Updated

Sen. John McCain warned Sunday that the confrontation between government forces and protesters in Syria will only get more "bloody," but said he does not see a military role for the United States.

McCain, one of the first in Congress to call for military intervention in Libya, said the environment in Syria does not lend itself to a similar intervention there.

"Frankly, I don't see a military option," he said, citing the absence of an organized rebellion which the U.S. could support with air power. He instead called for stepped-up sanctions, something the Obama administration has started to pursue.

McCain, though, acknowledged the situation is "going very badly for the people of Syria" and said the clashes demonstrate that Syrian President Bashar Assad is no "reformer," as some in Washington used to claim.

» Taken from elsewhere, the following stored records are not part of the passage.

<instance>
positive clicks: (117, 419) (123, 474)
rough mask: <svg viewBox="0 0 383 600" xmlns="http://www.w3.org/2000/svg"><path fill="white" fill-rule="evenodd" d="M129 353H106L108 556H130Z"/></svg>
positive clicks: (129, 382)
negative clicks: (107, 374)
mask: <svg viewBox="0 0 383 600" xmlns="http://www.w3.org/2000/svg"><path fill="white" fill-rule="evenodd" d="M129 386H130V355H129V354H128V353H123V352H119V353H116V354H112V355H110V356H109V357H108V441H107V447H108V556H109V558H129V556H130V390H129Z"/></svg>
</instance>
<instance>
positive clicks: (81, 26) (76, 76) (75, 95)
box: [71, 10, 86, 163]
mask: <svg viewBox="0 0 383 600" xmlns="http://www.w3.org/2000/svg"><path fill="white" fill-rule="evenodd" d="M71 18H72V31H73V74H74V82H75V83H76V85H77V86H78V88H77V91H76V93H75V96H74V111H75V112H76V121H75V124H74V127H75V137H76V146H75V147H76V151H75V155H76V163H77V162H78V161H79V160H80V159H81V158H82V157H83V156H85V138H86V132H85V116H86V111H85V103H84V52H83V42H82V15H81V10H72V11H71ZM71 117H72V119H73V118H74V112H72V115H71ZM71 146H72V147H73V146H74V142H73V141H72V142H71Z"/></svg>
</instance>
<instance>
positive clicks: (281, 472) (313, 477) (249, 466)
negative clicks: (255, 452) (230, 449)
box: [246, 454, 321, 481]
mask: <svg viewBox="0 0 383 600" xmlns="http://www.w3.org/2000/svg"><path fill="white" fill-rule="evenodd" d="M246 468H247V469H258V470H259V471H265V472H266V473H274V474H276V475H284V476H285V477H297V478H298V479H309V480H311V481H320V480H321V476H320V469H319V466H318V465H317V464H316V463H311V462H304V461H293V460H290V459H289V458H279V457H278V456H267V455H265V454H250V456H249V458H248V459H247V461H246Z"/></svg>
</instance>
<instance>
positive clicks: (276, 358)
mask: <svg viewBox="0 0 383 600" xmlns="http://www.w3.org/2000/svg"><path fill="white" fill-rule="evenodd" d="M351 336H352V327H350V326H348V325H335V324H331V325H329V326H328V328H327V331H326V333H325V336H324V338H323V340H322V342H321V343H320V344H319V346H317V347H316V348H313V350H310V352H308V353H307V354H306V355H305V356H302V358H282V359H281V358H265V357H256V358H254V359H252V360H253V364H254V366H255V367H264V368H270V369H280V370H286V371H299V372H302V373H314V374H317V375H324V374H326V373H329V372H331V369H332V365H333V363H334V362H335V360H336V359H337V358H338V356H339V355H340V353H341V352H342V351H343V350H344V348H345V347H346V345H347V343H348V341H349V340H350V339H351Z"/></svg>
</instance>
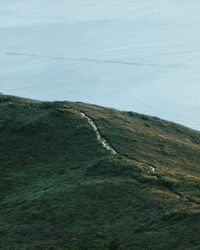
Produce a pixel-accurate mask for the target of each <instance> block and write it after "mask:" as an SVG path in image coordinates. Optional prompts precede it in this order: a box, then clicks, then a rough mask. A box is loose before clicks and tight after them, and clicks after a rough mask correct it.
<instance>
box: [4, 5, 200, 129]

"I think it's clear that Bashar Assad is willing to kill his own people," McCain said on CBS' "Face the Nation." "It's going to be a very bloody time, I'm afraid, in Syria."

The death toll in Syria has topped 500 as Assad's forces target demonstrators, mostly in the city of Daraa.

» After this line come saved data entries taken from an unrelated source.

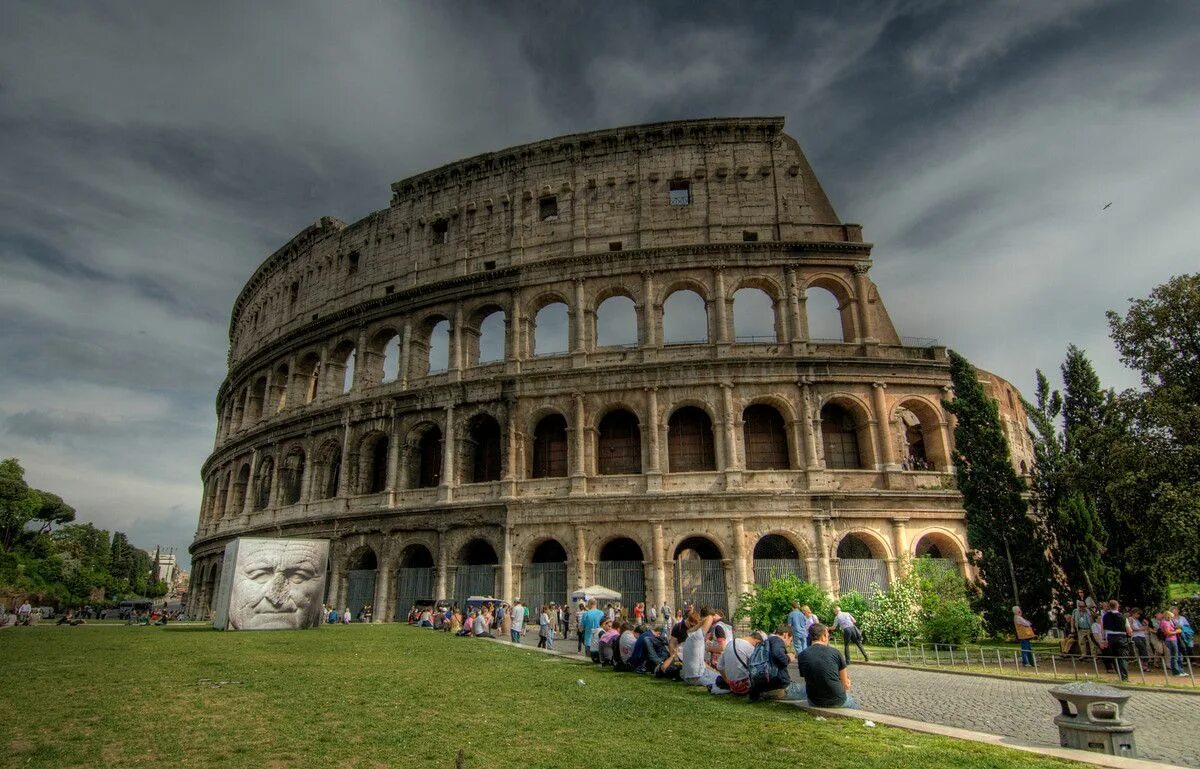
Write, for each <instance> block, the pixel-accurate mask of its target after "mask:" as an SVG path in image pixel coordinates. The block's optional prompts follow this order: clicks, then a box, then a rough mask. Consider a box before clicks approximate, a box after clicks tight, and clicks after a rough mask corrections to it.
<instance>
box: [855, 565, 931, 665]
mask: <svg viewBox="0 0 1200 769" xmlns="http://www.w3.org/2000/svg"><path fill="white" fill-rule="evenodd" d="M870 605H871V611H870V612H868V614H866V617H865V618H863V619H862V620H859V623H858V624H859V626H860V627H862V630H863V633H864V635H865V636H866V637H868V638H870V641H871V643H874V644H876V645H883V647H890V645H892V644H894V643H896V642H900V641H916V639H919V638H920V633H922V625H920V615H919V611H918V609H919V607H920V587H919V581H918V579H917V576H916V575H913V573H908V575H905V576H904V577H901V578H899V579H896V581H895V582H893V583H892V588H890V589H888V590H887V591H884V590H883V589H882V588H881V587H880V585H878V583H871V599H870Z"/></svg>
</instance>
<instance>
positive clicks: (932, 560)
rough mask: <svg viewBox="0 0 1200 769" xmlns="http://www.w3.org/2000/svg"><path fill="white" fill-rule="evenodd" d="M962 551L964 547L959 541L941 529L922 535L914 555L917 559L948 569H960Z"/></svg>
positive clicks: (916, 545)
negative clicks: (955, 541)
mask: <svg viewBox="0 0 1200 769" xmlns="http://www.w3.org/2000/svg"><path fill="white" fill-rule="evenodd" d="M961 553H962V549H961V548H960V547H959V545H958V542H955V541H954V539H953V537H950V536H949V535H947V534H942V533H941V531H930V533H928V534H924V535H922V537H920V539H919V540H917V542H916V545H914V546H913V555H914V557H916V558H917V560H919V561H922V563H925V564H929V565H931V566H934V567H940V569H944V570H947V571H955V572H956V571H959V560H960V558H959V557H960V555H961Z"/></svg>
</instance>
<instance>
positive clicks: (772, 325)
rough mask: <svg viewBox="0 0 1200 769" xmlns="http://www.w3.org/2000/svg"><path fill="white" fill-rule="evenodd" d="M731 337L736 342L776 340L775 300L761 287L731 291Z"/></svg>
mask: <svg viewBox="0 0 1200 769" xmlns="http://www.w3.org/2000/svg"><path fill="white" fill-rule="evenodd" d="M733 338H734V341H737V342H748V343H754V342H778V341H779V340H778V337H776V335H775V302H774V301H772V299H770V296H769V295H768V294H767V292H764V290H762V289H761V288H740V289H738V290H736V292H733Z"/></svg>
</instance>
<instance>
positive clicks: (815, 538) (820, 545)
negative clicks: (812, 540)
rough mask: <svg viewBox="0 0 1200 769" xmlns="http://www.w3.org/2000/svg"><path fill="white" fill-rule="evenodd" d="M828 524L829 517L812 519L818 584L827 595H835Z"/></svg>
mask: <svg viewBox="0 0 1200 769" xmlns="http://www.w3.org/2000/svg"><path fill="white" fill-rule="evenodd" d="M828 522H829V518H828V516H814V517H812V525H814V528H815V529H816V537H815V539H816V549H817V582H818V584H820V585H821V588H822V589H824V591H826V593H833V591H834V584H833V576H832V575H830V569H829V542H828V541H827V540H826V524H827V523H828Z"/></svg>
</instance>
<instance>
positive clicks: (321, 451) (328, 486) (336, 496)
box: [317, 441, 342, 499]
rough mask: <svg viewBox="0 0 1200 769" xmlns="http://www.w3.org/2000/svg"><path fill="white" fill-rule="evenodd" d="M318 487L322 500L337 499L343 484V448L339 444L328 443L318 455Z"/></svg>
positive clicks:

Former Democratic Rep. Jane Harman expressed concern Sunday that if nothing changes, the city could soon be the site of a massacre.

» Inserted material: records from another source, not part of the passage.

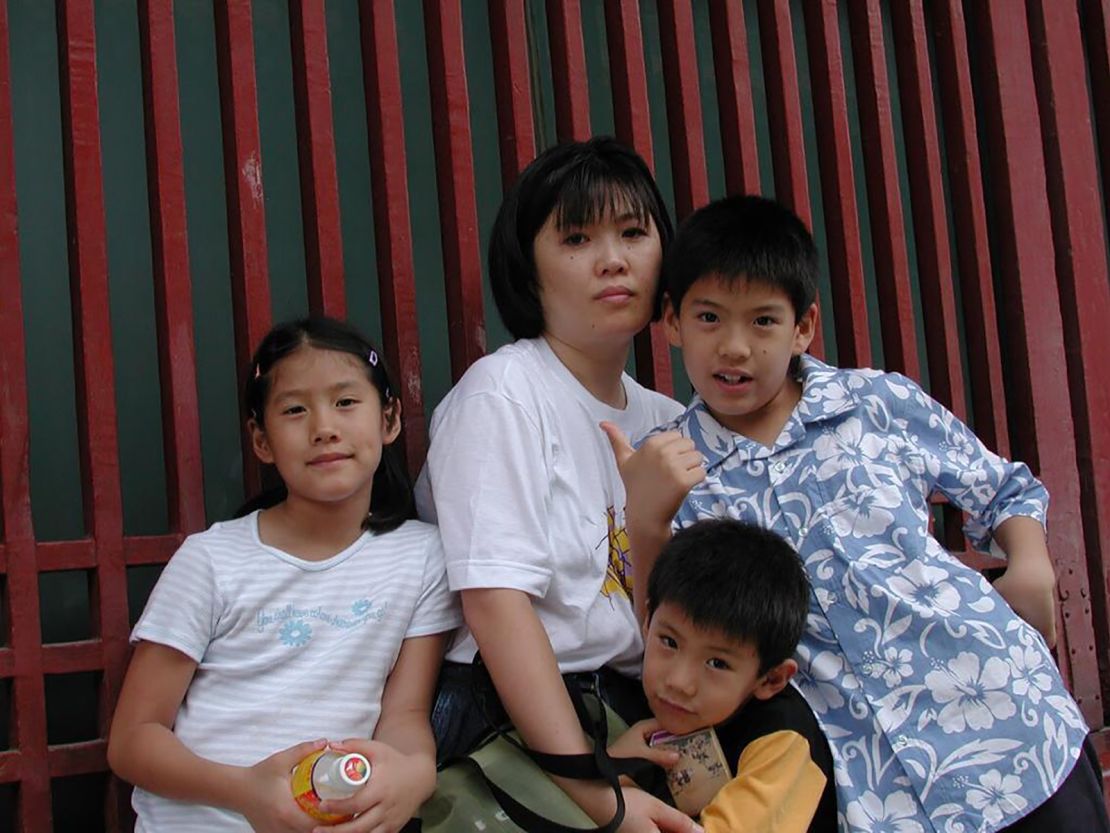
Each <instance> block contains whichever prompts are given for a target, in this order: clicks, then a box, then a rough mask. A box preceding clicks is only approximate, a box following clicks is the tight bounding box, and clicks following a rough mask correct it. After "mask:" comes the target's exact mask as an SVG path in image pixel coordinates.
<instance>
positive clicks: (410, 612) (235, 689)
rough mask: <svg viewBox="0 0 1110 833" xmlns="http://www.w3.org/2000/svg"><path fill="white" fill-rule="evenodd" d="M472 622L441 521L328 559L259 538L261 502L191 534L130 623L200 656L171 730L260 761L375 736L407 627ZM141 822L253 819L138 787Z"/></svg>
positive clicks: (207, 829)
mask: <svg viewBox="0 0 1110 833" xmlns="http://www.w3.org/2000/svg"><path fill="white" fill-rule="evenodd" d="M461 621H462V618H461V615H460V612H458V606H457V602H456V600H455V598H454V595H453V594H452V593H451V592H450V591H448V590H447V583H446V574H445V569H444V560H443V549H442V546H441V544H440V535H438V531H437V530H436V528H435V526H432V525H430V524H426V523H422V522H420V521H408V522H406V523H404V524H402V525H401V526H400V528H398V529H396V530H394V531H393V532H388V533H384V534H379V535H371V534H370V533H364V534H363V535H362V536H361V538H359V540H357V541H355V542H354V543H353V544H351V546H349V548H347V549H346V550H344V551H343V552H340V553H337V554H336V555H333V556H332V558H330V559H327V560H325V561H304V560H302V559H299V558H295V556H293V555H290V554H289V553H285V552H282V551H280V550H276V549H274V548H272V546H268V545H265V544H263V543H262V542H261V540H260V539H259V532H258V513H253V514H251V515H248V516H246V518H242V519H238V520H234V521H228V522H225V523H216V524H214V525H213V526H212V528H211V529H209V530H208V531H206V532H202V533H200V534H196V535H191V536H190V538H189V539H186V540H185V542H184V543H183V544H182V545H181V549H180V550H178V552H176V553H175V554H174V556H173V558H172V559H171V560H170V562H169V563H168V564H166V566H165V570H164V571H163V572H162V575H161V578H160V579H159V582H158V584H157V586H155V588H154V591H153V592H152V593H151V596H150V600H149V601H148V603H147V608H145V610H144V611H143V614H142V616H141V619H140V620H139V623H138V624H137V625H135V628H134V631H133V632H132V634H131V641H132V642H139V641H143V640H145V641H150V642H158V643H160V644H163V645H168V646H170V648H173V649H175V650H178V651H181V652H182V653H184V654H186V655H188V656H190V658H191V659H193V660H194V661H195V662H196V673H195V675H194V676H193V680H192V682H191V683H190V685H189V690H188V692H186V694H185V697H184V701H183V702H182V704H181V707H180V709H179V711H178V715H176V720H175V722H174V726H173V731H174V734H176V735H178V737H179V739H180V740H181V741H182V743H184V744H185V746H188V747H189V749H190V750H192V751H193V752H194V753H196V754H198V755H201V756H202V757H205V759H209V760H212V761H216V762H220V763H226V764H234V765H240V766H249V765H252V764H254V763H258V762H259V761H261V760H262V759H264V757H268V756H269V755H271V754H273V753H274V752H278V751H280V750H283V749H286V747H289V746H292V745H293V744H296V743H300V742H301V741H309V740H314V739H316V737H327V739H330V740H342V739H344V737H370V736H372V735H373V732H374V727H375V725H376V724H377V719H379V715H380V713H381V703H382V691H383V689H384V686H385V680H386V678H387V676H388V674H390V671H391V670H392V669H393V664H394V662H395V661H396V659H397V654H398V652H400V651H401V643H402V641H403V640H404V639H406V638H408V636H422V635H428V634H434V633H442V632H445V631H450V630H452V629H454V628H456V626H457V625H458V624H460V623H461ZM133 804H134V807H135V811H137V813H138V815H139V823H138V825H137V831H159V832H160V833H161V831H193V830H196V831H202V830H203V831H213V830H219V831H232V830H235V831H239V830H243V831H249V830H250V826H249V825H248V824H246V821H245V819H243V817H242V816H241V815H238V814H234V813H231V812H228V811H223V810H219V809H215V807H208V806H202V805H196V804H189V803H184V802H178V801H171V800H168V799H163V797H161V796H159V795H154V794H152V793H149V792H147V791H144V790H139V789H137V790H135V791H134V797H133Z"/></svg>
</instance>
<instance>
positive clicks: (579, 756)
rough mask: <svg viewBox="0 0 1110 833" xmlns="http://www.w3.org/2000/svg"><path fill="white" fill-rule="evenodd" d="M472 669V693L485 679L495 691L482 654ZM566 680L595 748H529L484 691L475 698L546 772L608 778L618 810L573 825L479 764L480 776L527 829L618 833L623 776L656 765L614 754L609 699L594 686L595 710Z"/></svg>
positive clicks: (578, 712) (551, 773)
mask: <svg viewBox="0 0 1110 833" xmlns="http://www.w3.org/2000/svg"><path fill="white" fill-rule="evenodd" d="M472 669H473V673H474V675H475V676H474V682H473V684H472V693H475V692H473V689H476V688H477V686H478V682H480V681H483V682H487V683H488V685H487V686H486V688H487V690H493V691H495V689H494V688H493V683H492V681H490V678H488V671H487V670H486V668H485V665H484V664H483V663H482V658H481V656H480V655H477V654H475V656H474V663H473V666H472ZM564 683H565V685H566V691H567V694H568V695H569V697H571V703H572V704H573V705H574V711H575V714H576V715H577V716H578V722H579V723H581V724H582V727H583V729H584V730H585V731H586V732H587V733H588V734H589V735H591V737H593V739H594V749H593V751H592V752H583V753H579V754H569V755H567V754H554V753H549V752H537V751H535V750H531V749H528V747H527V746H526V745H524V744H523V743H521V742H519V741H518V740H516V737H514V736H513V735H512V734H509V733H508V732H507V731H506V730H505V727H504V726H503V725H501V724H498V723H497V722H496V721H494V720H491V717H490V713H488V711H487V710H486V704H485V700H484V699H483V697H482V696H478V695H477V694H476V693H475V700H476V701H477V705H478V709H480V710H481V711H482V714H483V716H484V717H485V719H486V722H487V723H488V724H490V726H491V727H492V729H493V731H494V732H496V733H497V735H498V736H501V737H503V739H504V740H506V741H507V742H508V743H511V744H513V745H514V746H516V747H517V749H518V750H521V752H523V753H524V754H525V755H527V756H528V757H529V759H532V761H534V762H535V763H536V765H537V766H539V769H542V770H543V771H544V772H546V773H548V774H551V775H558V776H561V777H566V779H573V780H578V781H598V780H599V781H605V782H606V783H607V784H608V785H609V787H610V789H612V790H613V793H614V796H615V797H616V812H614V814H613V817H612V819H610V820H609V821H608V822H606V823H605V824H603V825H599V826H597V827H572V826H569V825H566V824H561V823H559V822H555V821H552V820H551V819H547V817H546V816H543V815H539V814H538V813H536V812H535V811H533V810H529V809H528V807H526V806H524V805H523V804H521V803H519V802H518V801H516V799H514V797H513V796H512V795H509V794H508V793H507V792H505V791H504V790H502V789H501V787H499V786H497V784H495V783H494V782H493V781H492V780H491V779H490V777H488V776H487V775H486V774H485V772H484V771H483V770H482V767H481V766H478V767H477V769H478V771H480V772H481V773H482V779H483V781H485V783H486V786H487V787H488V789H490V793H491V794H492V795H493V796H494V799H496V801H497V803H498V804H501V807H502V810H504V811H505V814H506V815H507V816H508V817H509V819H511V820H512V822H513V823H514V824H516V825H517V826H518V827H521V829H523V830H526V831H528V833H615V832H616V830H617V829H618V827H619V826H620V824H622V823H623V822H624V814H625V800H624V793H623V792H622V790H620V775H628V776H630V777H633V779H634V780H635V779H637V776H643V775H644V774H645V773H646V772H647V771H649V770H650V767H652V766H654V764H652V762H650V761H647V760H645V759H640V757H627V759H624V757H622V759H613V757H610V756H609V753H608V733H609V727H608V722H607V721H606V719H605V704H604V701H603V700H602V696H601V693H599V692H598V691H597V689H596V685H595V686H594V688H593V690H592V691H591V694H592V695H593V696H594V697H596V700H597V706H598V707H597V710H596V713H591V711H589V709H588V707H587V706H586V702H585V700H584V697H583V695H582V691H581V690H579V688H578V686H577V685H576V684H575V683H573V682H571V681H569V680H566V679H564ZM475 765H476V764H475Z"/></svg>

"We may be seeing in the next 24 hours a mass massacre in Daraa where Syrian troops are rolling in as we speak, and I think that is totally unacceptable in moral and strategic terms for us," she said on CNN's "State of the Union."

She said Syria remains "much more strategically important" to the United States than Libya. She said the unrest could become the scene of a "proxy war," considering it represents Iran's "back door into Lebanon and Israel."